Sometimes everything old is new again. And that’s the case with sponsorships in the advertising world. We believe they will have an ever-increasing role in advertising going forward. Let’s take a walk back in time.
In the late 1940s, radio was full of wonderful audio shows like “The Lone Ranger” and “Portia Faces Life.” These were fifteen minutes long, and they were “brought to you by” a brand, sometimes Ivory Soap (which is how they got the name soap operas), Quaker Oats or Crisco. At the beginning of the show, you were told who brought you the show. There was no other interruption, unless the sponsor had an offer, which was something like “send in a boxtop from Quaker Oats with your name and address and $.25 and receive a Lone Ranger glow in the dark plastic ring. Or send in the label from a can of Crisco and receive a recipe.

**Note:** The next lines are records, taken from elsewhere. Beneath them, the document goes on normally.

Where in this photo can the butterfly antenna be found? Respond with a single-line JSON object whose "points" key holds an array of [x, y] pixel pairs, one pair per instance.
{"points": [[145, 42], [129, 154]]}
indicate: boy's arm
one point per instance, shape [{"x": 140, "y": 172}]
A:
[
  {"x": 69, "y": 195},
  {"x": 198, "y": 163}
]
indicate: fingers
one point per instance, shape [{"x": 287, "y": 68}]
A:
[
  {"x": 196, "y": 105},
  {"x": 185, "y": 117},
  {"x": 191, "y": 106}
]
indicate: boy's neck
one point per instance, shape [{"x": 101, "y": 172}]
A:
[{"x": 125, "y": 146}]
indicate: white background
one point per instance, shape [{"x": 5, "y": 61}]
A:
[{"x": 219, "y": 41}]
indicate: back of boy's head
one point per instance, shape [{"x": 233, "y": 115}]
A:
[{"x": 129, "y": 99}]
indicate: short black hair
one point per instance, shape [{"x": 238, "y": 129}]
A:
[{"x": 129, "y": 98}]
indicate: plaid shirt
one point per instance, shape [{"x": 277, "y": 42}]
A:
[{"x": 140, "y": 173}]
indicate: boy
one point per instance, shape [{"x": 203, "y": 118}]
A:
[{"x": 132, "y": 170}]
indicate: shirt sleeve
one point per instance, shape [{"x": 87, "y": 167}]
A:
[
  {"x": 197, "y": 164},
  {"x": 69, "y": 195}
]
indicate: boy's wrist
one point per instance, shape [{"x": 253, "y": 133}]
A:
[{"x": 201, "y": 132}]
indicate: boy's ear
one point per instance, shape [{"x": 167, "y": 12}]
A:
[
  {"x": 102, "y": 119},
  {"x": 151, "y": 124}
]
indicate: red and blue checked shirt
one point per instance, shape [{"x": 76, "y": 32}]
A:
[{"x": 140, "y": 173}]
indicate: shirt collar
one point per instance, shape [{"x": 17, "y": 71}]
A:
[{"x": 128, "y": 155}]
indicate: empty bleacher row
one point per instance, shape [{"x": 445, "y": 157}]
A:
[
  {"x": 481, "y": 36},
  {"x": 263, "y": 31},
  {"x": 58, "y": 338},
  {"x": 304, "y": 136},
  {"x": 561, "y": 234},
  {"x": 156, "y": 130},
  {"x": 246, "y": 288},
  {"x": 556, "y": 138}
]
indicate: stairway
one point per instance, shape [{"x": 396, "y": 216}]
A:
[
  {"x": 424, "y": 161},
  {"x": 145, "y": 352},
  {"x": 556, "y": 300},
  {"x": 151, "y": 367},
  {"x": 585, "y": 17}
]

That’s how customer information was collected and “tracking” was done. If you liked the offer, you participated and gave your address. If not, no one followed you.
By the 1950s when TV became big, the shows were an hour long and quite expensive to produce. So there was Milton Berle, brought to you by Texaco. To see Berle, you had to sit through an opening song by four men in gas station uniforms:
Oh we’re the men of Texico,
We work from Maine to Mexico
There’s nothing like this Texico of ours.
Our show tonight is powerful.
We’ll wow you with an hourful
Of howls from a showerful of stars
We’re the merry Texaco men
Tonight we may be show men
Tomorrow we’ll be showmen
Tomorrow we’ll be servicing your cars.
The opening jingle, really an ad, was live and ran for 1:29. But it wasn’t even seen as an ad. There was, of course, no tracking.
And yet, 65 years later, I still sing that song to myself and think kindly of Texaco for bringing me Milton Berle, as other big brands like Procter and Gamble (now P&G) and Philip Morris Cigarettes brought us “I Love Lucy.” I still remember the bell boy in his uniform yelling “call for Philip Morris” as if he were paging a guest in the lobby of a hotel.
What’s our point? It’s that brand advertising works, and produces long-lasting brand awareness in a way that modern digital advertising doesn’t. We need that break-out creative person to design something like the opening Texico jingle or simply the “brought to you by brand name and tagline.” Looking back at these old ads, which we remember from our own childhoods, we realize how successful they actually were, and yet they were non-interruptive
We have pre-roll formats that could and should be used by advertisers for brand advertising. We’re all for pre-roll, but only if it’s worth looking at. The creative could look like a sponsorship and instead of being called an ad, these should perhaps indicate that they are sponsorships. Perhaps that would be a way to earn back the trust of consumers who are fed up by the aggressive techniques of modern digital advertising.